On Sun, Aug 29, 2010 at 1:04 PM, David Gerard dgerard@gmail.com wrote:
On 29 August 2010 12:09, Michael Peel email@mikepeel.net wrote:
I'm really puzzled how they managed to get the description of the Wikimedia community so wrong, considering that talked to them on the phone about this on Friday afternoon and thought that I'd explained this to them. A bit of basic fact-checking should have shown up the non-existance of a "Wikipedia committee" (and, of course, the existence of the "online encyclopedia that anyone can edit" bit...).
Having a space to fill in the silly season, and fundamentally really not giving a hoot what it's filled with or whether it even makes sense. This is why Wikipedia media coverage peaks in August.[citation needed]

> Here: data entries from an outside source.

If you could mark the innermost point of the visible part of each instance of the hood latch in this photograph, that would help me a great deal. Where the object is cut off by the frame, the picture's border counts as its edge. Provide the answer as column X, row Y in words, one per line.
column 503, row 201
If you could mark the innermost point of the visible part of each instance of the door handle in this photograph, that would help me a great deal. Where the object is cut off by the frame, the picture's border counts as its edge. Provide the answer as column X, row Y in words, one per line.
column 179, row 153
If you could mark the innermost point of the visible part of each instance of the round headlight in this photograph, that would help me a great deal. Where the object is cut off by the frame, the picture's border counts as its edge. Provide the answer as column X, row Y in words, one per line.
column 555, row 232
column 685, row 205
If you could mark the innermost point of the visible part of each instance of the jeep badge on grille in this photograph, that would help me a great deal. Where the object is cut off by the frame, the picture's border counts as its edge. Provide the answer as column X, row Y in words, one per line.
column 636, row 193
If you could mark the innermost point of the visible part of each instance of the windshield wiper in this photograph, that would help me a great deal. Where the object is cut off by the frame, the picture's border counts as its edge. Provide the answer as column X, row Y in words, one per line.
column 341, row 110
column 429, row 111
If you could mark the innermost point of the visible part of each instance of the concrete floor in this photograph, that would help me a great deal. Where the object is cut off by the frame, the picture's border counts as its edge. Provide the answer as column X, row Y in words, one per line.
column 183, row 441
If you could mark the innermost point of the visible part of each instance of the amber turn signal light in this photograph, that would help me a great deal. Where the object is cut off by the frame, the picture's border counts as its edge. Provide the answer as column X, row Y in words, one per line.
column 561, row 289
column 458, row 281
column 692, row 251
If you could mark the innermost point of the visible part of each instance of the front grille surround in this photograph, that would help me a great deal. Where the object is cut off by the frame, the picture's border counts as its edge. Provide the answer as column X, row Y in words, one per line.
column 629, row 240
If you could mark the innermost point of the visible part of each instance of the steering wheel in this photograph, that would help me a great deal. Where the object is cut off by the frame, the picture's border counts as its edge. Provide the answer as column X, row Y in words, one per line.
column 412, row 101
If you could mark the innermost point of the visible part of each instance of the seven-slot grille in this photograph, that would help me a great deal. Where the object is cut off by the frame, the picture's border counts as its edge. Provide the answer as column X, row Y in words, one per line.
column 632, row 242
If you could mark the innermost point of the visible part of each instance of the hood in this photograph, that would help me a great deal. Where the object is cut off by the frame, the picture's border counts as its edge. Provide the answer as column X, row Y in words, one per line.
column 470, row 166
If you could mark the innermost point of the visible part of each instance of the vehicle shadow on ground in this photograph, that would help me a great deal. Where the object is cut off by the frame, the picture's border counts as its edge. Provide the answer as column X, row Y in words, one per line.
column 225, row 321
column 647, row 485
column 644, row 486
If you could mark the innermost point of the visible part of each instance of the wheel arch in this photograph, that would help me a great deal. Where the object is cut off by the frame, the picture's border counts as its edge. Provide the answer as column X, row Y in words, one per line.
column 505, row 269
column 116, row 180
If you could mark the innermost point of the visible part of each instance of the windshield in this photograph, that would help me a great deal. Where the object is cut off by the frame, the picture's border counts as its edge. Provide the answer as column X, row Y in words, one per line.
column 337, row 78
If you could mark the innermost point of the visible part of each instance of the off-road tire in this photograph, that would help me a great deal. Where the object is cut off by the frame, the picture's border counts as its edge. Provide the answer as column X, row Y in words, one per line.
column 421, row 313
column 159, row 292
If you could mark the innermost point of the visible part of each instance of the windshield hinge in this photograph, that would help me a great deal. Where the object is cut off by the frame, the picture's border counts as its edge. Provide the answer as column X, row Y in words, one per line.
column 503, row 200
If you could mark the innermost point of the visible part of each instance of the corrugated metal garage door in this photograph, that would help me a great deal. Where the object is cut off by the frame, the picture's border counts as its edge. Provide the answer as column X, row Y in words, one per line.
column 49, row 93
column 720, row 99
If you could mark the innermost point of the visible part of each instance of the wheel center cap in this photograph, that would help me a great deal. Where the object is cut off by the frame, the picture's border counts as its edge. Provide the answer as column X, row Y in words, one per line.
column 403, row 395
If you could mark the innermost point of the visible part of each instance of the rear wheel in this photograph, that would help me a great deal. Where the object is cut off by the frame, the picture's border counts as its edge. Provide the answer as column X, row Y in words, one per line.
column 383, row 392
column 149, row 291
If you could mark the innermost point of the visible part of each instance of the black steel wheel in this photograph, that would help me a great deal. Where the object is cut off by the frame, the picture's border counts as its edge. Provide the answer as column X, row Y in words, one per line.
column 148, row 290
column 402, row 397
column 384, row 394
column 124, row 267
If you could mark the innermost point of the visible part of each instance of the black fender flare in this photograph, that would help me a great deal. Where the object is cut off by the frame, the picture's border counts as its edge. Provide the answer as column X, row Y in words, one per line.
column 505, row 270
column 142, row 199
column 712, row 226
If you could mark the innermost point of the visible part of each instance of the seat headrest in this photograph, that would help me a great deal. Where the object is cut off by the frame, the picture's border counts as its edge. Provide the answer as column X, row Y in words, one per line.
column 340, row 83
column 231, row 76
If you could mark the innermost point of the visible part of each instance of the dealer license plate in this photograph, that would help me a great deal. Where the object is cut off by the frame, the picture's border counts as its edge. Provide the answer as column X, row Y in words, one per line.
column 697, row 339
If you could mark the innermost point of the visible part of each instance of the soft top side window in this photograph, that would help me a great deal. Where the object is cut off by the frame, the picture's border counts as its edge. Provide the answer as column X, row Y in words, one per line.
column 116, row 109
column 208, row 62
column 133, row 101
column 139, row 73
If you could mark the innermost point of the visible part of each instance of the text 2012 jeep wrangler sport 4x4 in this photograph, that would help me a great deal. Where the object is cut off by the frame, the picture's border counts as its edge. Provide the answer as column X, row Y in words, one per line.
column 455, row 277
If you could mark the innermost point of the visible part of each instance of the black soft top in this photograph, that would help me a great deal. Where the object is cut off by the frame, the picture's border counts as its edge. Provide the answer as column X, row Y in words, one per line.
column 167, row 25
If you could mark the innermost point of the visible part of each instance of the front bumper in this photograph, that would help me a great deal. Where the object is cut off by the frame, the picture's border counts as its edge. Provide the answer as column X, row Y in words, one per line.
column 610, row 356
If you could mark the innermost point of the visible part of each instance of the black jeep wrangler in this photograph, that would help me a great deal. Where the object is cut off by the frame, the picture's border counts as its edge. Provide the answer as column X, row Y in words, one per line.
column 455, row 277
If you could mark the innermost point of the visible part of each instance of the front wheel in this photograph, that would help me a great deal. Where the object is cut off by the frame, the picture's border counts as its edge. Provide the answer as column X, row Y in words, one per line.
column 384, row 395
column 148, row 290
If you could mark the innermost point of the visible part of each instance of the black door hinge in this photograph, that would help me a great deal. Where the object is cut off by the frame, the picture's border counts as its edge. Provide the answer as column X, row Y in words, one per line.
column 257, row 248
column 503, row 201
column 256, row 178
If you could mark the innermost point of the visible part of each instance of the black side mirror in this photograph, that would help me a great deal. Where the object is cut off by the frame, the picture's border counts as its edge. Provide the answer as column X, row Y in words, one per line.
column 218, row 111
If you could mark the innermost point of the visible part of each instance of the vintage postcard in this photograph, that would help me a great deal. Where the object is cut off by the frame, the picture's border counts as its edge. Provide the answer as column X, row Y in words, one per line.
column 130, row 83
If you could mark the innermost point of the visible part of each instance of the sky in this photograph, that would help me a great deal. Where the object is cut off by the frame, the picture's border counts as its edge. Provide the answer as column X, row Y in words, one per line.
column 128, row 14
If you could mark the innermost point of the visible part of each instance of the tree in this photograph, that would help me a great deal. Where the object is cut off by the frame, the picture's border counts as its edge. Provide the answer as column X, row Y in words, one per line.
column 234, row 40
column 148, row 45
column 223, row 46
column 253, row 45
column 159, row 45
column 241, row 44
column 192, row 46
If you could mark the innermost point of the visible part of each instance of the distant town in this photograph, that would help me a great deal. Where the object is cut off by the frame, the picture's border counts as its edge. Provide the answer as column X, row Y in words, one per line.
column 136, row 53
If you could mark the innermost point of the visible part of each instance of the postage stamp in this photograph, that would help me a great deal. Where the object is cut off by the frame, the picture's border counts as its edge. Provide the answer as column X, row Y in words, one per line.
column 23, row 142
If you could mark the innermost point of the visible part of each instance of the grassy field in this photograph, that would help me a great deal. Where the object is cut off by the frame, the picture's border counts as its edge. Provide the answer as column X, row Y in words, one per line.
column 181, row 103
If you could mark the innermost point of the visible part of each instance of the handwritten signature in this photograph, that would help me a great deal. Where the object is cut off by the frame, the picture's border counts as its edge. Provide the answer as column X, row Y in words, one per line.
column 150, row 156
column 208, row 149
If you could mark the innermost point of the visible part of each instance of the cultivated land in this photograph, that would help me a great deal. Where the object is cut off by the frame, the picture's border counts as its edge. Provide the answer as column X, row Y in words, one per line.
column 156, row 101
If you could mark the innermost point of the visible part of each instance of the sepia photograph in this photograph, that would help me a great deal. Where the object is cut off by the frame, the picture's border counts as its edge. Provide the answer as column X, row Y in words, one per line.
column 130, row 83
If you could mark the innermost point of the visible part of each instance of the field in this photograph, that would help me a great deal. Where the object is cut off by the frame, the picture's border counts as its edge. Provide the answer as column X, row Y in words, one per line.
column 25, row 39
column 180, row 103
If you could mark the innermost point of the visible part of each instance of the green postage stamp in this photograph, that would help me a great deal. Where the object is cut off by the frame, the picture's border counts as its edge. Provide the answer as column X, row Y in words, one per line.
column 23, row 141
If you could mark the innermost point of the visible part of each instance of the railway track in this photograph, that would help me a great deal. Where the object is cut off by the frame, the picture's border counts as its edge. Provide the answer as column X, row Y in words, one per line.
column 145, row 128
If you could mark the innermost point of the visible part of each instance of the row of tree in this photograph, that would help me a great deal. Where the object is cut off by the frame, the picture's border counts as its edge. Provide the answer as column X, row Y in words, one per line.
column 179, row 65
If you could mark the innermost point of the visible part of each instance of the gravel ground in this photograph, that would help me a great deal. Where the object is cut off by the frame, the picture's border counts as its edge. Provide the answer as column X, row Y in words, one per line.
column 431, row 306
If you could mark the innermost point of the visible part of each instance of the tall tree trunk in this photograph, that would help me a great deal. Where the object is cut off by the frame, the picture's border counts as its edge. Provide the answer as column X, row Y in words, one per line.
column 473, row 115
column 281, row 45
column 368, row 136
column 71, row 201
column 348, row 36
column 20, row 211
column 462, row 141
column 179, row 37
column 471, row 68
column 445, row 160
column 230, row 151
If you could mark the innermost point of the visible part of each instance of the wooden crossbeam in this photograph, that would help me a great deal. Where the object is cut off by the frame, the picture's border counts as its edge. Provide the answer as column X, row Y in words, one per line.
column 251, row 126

Does no-one want to discuss whether the ending of the Mousetrap play should be included in the article or not? I haven't seen it, btw, so if people could avoid revealing the ending that would be good! :-)
This is not an invitation to revive the whole spoiler debate, but this situation is slightly different in that those involved in putting the play on and the descendants of the author are speaking out against this. I suppose it is an argument for spoilers if those involved request it. There is something similar going through the courts at the moment regarding the identity of the Stig, the test driver on the BBC program Top Gear.
Could there be a BLP-like exception for spoilers, adding one if those who wrote or produce the thing being spoiled request it? Obviously, the ending or spoiler would still be discussed within the article, but you could add a section saying "XYZ have requested that the ending not be spoiled, so this notice serves as a spoiler notice that the article reveals and discusses the ending" (modified as needed).
Seem courteous, but can Wikipedia be courteous?